Natural light levels

clayton

Member
Interesting fact: On reef at mid-day at a depth of 1 meter the light intensity is, on average 45000 lux. This is equivalent to 38 tubes of 36 watts each per square meter.
 

reptilicus

Member
Hey Clayton,
that is exactly true. People always used to say to me "why the hell do you put 400-watt metal halides over your tank!" and I always reply that it's not even close to the amount of light on a reef flat! But there is a limit to the amount of light you can fit over a tank, which is why I prefer MH lighting to VHO or PC. Some reefers are now experimenting with 1000-watt MH's over there tanks, in fact someone I know is installing 1000-watters over his 500-gal aquarium in the near future.

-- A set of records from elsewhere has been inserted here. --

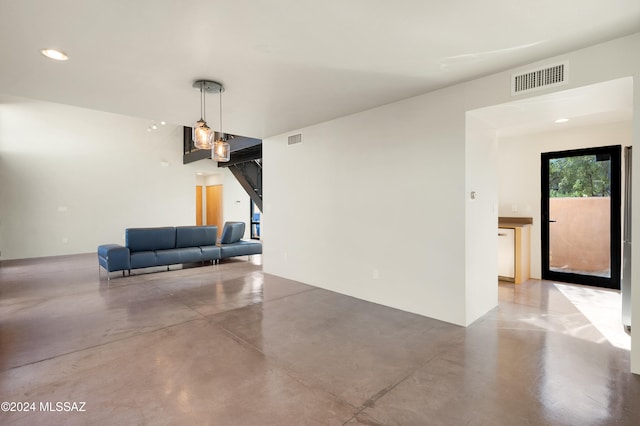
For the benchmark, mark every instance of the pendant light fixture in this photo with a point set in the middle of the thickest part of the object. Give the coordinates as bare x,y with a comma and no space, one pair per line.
202,134
221,150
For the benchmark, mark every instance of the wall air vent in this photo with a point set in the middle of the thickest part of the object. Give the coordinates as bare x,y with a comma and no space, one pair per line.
539,78
293,139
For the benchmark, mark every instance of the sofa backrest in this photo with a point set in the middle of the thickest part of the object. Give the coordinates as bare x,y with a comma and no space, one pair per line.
232,232
196,236
145,239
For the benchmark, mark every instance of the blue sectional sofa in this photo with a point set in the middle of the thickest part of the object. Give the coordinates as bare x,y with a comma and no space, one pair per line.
148,247
231,242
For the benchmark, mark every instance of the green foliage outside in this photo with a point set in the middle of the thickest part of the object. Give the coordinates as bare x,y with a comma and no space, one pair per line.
581,176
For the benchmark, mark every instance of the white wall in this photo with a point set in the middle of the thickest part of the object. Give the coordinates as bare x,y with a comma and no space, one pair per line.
519,170
384,193
73,178
364,205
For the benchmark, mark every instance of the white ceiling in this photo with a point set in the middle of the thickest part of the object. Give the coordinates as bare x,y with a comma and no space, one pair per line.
606,102
285,64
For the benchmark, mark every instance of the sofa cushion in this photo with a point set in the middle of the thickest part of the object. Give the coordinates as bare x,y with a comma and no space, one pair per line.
114,257
181,255
210,252
240,248
146,239
143,259
195,236
232,232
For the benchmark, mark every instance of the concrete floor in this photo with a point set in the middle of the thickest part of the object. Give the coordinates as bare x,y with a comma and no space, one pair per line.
229,345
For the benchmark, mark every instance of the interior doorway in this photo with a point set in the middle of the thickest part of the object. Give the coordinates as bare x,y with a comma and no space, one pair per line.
213,207
580,211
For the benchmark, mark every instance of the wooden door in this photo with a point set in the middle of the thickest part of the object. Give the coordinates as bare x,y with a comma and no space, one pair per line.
214,206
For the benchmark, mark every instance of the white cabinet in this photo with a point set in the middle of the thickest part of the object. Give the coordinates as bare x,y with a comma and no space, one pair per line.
506,253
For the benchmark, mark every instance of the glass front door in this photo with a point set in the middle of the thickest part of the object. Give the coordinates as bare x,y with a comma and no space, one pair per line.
581,216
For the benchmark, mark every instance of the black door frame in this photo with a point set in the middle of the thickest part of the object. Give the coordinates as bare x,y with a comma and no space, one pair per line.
615,226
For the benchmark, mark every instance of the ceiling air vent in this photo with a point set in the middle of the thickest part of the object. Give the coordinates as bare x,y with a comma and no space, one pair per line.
293,139
539,78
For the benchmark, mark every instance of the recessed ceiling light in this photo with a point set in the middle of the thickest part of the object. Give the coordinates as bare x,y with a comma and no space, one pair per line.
54,54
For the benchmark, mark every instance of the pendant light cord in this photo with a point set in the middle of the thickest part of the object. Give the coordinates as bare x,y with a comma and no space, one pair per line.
221,134
202,104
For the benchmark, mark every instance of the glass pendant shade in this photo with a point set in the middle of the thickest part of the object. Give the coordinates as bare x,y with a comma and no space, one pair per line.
202,135
221,150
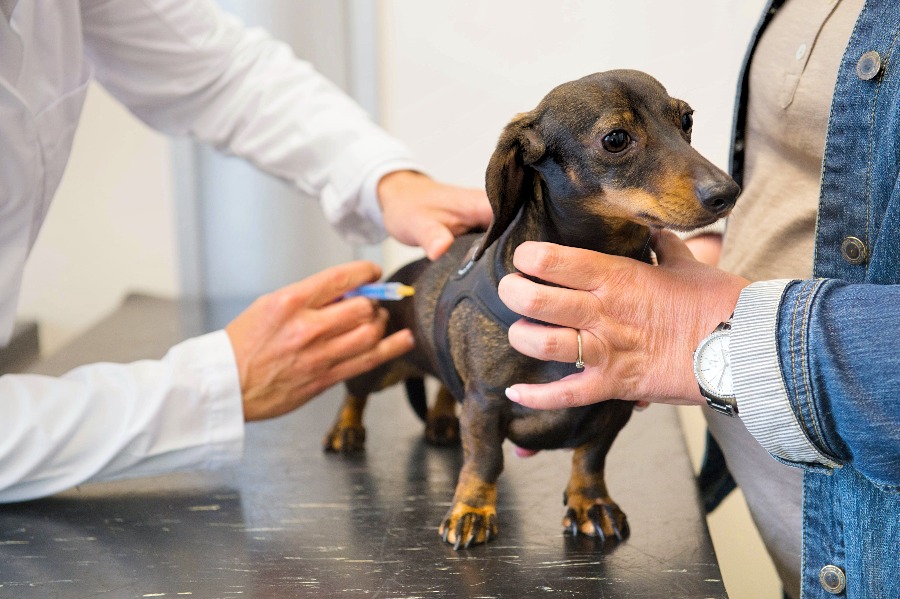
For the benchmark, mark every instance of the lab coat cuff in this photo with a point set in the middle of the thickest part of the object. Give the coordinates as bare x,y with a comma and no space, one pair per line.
221,392
350,199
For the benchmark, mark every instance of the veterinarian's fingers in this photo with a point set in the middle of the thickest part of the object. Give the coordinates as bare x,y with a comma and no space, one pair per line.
392,346
543,342
565,307
326,286
435,239
570,392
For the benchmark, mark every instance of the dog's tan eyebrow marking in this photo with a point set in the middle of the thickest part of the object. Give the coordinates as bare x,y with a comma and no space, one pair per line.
625,119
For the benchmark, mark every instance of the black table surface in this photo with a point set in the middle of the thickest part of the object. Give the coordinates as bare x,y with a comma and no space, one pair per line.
292,521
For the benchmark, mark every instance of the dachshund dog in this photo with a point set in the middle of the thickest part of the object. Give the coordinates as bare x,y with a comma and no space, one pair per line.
598,164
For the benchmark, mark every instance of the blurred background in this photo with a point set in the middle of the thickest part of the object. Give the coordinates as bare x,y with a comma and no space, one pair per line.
138,211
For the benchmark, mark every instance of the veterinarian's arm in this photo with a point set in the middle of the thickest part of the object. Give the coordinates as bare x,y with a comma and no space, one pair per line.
294,343
109,421
185,67
187,411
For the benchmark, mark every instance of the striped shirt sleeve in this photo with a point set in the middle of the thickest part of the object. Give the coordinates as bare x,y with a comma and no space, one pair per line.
761,394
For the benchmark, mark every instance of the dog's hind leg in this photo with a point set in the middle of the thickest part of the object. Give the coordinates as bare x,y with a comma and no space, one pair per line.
348,434
441,423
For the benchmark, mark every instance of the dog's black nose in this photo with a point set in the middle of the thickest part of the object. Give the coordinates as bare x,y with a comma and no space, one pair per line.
718,197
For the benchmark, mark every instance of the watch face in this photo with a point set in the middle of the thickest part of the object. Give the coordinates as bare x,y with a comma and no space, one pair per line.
713,365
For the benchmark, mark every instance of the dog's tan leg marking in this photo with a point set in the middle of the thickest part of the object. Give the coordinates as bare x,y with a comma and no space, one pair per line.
591,511
442,425
348,433
473,518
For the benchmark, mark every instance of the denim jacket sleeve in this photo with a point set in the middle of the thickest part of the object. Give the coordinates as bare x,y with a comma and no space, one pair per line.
817,373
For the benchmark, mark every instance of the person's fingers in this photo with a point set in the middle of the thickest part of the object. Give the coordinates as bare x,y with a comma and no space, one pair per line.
570,392
561,306
670,248
543,342
570,267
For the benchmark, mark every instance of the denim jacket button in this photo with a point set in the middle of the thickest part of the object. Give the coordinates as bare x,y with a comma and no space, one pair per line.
832,579
869,65
854,250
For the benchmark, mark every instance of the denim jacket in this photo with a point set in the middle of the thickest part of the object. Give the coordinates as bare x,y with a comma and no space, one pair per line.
817,363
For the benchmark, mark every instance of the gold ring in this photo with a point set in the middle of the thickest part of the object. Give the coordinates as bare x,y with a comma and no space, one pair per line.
579,363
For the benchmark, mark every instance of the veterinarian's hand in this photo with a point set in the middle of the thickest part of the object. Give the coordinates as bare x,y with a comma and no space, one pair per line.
292,344
639,323
422,212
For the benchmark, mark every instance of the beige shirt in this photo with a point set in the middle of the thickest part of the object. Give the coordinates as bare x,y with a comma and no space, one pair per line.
771,232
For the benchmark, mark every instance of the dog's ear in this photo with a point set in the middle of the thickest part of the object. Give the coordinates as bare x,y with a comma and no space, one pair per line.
509,179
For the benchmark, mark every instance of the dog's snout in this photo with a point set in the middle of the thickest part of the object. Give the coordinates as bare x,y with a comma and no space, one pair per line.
718,197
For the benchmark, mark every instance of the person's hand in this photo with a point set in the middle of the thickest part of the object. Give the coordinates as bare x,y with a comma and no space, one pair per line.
707,248
421,212
294,343
639,323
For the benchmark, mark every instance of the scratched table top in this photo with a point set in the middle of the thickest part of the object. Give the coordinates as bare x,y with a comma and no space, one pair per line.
291,521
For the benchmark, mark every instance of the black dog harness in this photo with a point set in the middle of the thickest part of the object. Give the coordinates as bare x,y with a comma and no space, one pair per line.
475,280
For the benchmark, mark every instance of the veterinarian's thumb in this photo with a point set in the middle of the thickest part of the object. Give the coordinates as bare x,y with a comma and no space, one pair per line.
670,249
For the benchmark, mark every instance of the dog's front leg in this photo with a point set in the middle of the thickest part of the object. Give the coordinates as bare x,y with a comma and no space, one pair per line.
348,434
472,518
590,509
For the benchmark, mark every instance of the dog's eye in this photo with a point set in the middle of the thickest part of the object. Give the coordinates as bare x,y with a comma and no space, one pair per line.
616,141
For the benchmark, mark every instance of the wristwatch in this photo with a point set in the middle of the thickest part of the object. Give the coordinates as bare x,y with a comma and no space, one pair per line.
712,369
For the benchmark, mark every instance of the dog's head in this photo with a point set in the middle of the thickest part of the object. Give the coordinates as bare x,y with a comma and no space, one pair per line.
612,144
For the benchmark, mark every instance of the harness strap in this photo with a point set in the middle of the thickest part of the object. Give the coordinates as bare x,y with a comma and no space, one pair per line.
476,281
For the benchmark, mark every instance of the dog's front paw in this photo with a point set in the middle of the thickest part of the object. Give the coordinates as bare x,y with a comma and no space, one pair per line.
599,517
345,439
465,525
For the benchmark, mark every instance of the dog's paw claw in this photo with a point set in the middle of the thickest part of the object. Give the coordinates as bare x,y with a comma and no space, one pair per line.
601,519
465,527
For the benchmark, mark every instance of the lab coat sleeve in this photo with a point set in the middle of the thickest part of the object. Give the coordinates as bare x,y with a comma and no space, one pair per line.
185,67
108,421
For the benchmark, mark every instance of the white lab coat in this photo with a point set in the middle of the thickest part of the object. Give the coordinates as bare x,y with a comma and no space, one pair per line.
183,67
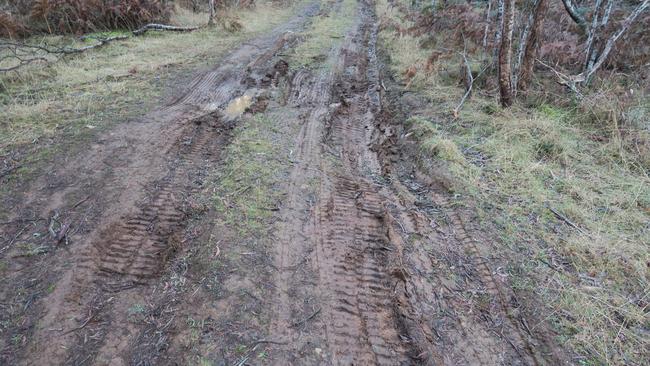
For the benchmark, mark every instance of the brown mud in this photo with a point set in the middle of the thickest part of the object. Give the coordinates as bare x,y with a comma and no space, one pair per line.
368,261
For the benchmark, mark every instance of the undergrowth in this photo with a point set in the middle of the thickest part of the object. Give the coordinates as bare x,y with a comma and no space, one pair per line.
569,199
326,32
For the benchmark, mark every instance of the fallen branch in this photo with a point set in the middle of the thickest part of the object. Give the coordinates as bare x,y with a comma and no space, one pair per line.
470,84
566,220
563,79
24,54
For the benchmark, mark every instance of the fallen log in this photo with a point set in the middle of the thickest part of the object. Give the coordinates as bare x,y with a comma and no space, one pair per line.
162,27
24,54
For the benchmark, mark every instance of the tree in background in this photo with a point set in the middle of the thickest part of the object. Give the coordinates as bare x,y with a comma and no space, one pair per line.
505,53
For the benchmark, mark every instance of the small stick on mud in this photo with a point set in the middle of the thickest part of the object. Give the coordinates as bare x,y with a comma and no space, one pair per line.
80,202
82,325
297,324
566,220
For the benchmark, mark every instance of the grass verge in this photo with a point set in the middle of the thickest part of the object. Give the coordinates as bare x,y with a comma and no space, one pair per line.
571,210
53,109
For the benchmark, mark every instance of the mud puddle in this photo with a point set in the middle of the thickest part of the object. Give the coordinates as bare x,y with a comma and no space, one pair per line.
358,259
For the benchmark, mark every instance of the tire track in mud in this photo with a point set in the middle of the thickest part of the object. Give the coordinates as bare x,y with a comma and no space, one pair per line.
136,248
130,246
351,262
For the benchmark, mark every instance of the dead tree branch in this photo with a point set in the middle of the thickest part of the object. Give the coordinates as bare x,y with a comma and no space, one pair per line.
575,14
586,75
563,79
470,83
162,27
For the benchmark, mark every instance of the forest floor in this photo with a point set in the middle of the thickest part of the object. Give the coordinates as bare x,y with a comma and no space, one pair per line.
263,203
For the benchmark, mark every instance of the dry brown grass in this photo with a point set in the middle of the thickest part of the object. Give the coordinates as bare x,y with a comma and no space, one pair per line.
583,160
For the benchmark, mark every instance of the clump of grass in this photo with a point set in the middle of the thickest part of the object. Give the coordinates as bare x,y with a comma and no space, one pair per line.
593,281
326,32
244,192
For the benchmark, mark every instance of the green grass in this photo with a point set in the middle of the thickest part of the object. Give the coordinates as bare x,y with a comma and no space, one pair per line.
326,32
244,191
512,165
52,109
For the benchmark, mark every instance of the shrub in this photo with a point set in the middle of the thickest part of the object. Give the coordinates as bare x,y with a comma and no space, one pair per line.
79,16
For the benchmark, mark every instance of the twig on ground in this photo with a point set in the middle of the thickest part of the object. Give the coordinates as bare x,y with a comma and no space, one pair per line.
470,84
24,54
566,220
162,27
80,202
90,317
296,324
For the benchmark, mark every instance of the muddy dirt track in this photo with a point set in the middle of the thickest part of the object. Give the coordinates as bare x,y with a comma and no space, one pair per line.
371,265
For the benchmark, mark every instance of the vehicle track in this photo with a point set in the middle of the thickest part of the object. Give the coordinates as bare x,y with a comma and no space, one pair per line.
164,162
350,255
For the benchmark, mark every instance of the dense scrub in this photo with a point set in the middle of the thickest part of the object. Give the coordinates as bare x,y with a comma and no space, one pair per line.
78,16
562,179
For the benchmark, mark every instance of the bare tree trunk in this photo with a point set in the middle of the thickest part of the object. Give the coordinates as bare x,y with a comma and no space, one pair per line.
487,24
591,33
497,35
612,40
523,40
505,53
211,21
530,54
575,15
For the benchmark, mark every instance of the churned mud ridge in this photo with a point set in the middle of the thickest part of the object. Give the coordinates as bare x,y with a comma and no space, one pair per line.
472,315
136,180
345,304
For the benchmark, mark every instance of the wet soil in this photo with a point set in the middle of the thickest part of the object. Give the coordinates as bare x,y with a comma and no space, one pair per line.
367,260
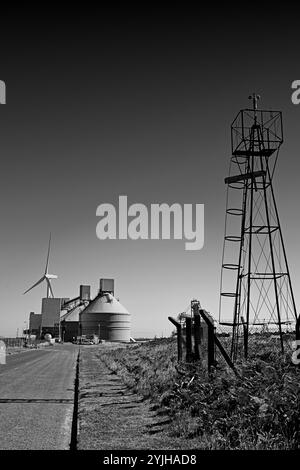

On the other hand though, the intensity does drop dramatically with depth, and many of the creatures we keep come from the 10-20 metre depth, and there is substancially less light down there than at 1m. I posted something on this with different lux levels very recently under one of the lighting threads.
Regards,
Tom
 

clownfish

Member
I've heard it's 150,000 lux. That's a LOT of light, but I think it would be attainable with enough MH and a lot of money. I wonder how many 400w MH it would take for maybe a 200 gallon tank? I'm not buying a 200, just curious. (I'm actually a month away from buying a nice 70 and spending about a thousand big bucks. I'm 16, so I don't have room for a 200 even if I had the $$$$.) I wonder why it's tough to match nature. I hope new types of lighting come out. They could maybe put metal halide stuff in a flourescent tube and call it...UHO for Ultra High Output. That would be great.